Audit Trails & Explainability

Regulated industries require audit trails for every AI decision. Learn what to log (inputs, outputs, model version, latency, cost, tool calls), how to structure traces for querying, how to provide explainability to end users, and retention policies that balance compliance with cost.

Quick Reference

  • Log every LLM interaction: input, output, model version, latency, token count, cost, trace ID
  • Use structured logging (JSON) so traces are queryable — not unstructured text logs
  • Trace correlation: link every LLM call to the user request, session, and user ID
  • Explainability: store the chain of reasoning so you can explain any AI decision after the fact
  • Retention policies vary by regulation: GDPR requires deletion on request, SOC 2 requires minimum 1 year retention
  • Separate audit logs from application logs — audit logs are immutable and have different access controls

What to Log for AI Systems

AI audit trails capture more than traditional application logs. Beyond the request/response, you need to log the model version (which can change without notice), the full prompt (including system prompt and context), tool calls and their results, and the reasoning chain. This data serves three purposes: regulatory compliance, debugging production issues, and demonstrating fairness.

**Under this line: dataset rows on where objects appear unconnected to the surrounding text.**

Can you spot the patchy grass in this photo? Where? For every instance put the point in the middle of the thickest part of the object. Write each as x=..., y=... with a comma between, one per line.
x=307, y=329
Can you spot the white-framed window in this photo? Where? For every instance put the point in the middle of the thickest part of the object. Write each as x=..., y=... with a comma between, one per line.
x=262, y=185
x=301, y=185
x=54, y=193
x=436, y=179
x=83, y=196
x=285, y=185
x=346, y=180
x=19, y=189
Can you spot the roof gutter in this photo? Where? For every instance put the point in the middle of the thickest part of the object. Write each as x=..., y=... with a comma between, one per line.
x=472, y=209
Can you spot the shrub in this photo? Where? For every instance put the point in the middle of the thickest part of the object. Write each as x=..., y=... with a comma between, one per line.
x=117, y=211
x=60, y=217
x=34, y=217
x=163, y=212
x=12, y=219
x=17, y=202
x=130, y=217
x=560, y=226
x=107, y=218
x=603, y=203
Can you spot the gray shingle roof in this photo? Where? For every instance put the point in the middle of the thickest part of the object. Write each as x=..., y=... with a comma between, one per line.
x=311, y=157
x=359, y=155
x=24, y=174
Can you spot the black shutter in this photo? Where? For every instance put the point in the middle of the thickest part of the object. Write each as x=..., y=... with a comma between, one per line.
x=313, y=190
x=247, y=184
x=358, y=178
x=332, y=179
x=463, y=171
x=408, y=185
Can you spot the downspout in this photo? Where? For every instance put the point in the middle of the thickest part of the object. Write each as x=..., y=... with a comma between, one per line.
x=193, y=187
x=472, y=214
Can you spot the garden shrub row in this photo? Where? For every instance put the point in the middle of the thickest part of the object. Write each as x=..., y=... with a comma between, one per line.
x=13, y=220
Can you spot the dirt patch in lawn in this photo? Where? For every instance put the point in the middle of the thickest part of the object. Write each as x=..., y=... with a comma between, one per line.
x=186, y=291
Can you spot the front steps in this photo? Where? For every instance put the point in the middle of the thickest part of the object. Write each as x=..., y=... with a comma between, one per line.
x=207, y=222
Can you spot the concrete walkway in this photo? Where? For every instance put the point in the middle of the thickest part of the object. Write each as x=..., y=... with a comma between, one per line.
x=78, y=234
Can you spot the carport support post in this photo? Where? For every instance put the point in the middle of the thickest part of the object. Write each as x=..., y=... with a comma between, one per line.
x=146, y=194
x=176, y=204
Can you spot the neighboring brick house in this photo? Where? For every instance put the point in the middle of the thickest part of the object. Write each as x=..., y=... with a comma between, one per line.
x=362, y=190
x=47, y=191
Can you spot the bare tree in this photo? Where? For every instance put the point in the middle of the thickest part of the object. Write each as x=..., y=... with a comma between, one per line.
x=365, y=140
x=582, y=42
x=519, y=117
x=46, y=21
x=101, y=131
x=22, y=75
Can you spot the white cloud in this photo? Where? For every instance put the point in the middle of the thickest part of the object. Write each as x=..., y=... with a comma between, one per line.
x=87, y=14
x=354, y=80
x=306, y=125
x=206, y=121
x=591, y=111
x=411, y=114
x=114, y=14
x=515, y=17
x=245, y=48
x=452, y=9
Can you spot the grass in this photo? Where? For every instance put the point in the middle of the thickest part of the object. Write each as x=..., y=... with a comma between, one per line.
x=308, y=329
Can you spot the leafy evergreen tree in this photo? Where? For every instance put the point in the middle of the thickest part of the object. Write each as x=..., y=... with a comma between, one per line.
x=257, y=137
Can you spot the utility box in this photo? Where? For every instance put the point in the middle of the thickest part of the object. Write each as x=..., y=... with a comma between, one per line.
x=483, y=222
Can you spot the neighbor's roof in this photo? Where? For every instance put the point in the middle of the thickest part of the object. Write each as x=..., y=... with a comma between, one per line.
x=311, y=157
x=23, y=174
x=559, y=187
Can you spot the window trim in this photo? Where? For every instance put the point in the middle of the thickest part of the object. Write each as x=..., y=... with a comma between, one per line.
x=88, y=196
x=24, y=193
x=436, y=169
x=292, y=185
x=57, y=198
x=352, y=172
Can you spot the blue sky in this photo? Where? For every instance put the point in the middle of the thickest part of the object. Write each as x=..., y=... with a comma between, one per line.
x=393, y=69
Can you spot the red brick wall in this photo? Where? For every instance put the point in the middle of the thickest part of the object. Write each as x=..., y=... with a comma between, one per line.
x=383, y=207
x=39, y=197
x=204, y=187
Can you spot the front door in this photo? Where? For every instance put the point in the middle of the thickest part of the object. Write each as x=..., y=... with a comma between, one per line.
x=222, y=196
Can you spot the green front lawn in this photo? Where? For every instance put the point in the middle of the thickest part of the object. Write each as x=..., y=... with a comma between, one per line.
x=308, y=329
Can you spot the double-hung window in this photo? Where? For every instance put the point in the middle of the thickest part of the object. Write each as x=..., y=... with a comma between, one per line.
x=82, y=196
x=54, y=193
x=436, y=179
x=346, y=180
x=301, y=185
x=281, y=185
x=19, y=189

Data PointWhy It MattersRetention Consideration
Input (user message)Reproduce and investigate any interactionMay contain PII — subject to deletion requests
Full prompt (system + context + user)Understand what the model actually sawMay contain PII — redact before long-term storage
Output (model response)Verify what was shown to the userKeep for dispute resolution
Model name + versionIdentify if a model update caused a regressionSmall, keep indefinitely
System fingerprintDetect silent model updates from providersSmall, keep indefinitely
Latency (TTFT, total)SLA compliance, performance monitoringAggregate after 90 days
Token count (input + output)Cost attribution, budget trackingAggregate after 90 days
Tool calls + resultsTrace which tools were invoked and what they returnedMay contain sensitive data — filter
Trace ID + parent IDCorrelate all calls in a single user interactionEssential for debugging
User ID + session IDAttribute interactions to users and sessionsSubject to deletion requests
Confidence scoreAssess reliability of the AI's decisionKeep for fairness audits
Prompts Are Sensitive Data

Full prompts often contain user data, proprietary system instructions, and business logic. Treat prompt logs with the same security as database backups: encrypted at rest, access-controlled, and subject to data retention policies. Do not store full prompts in general application logs.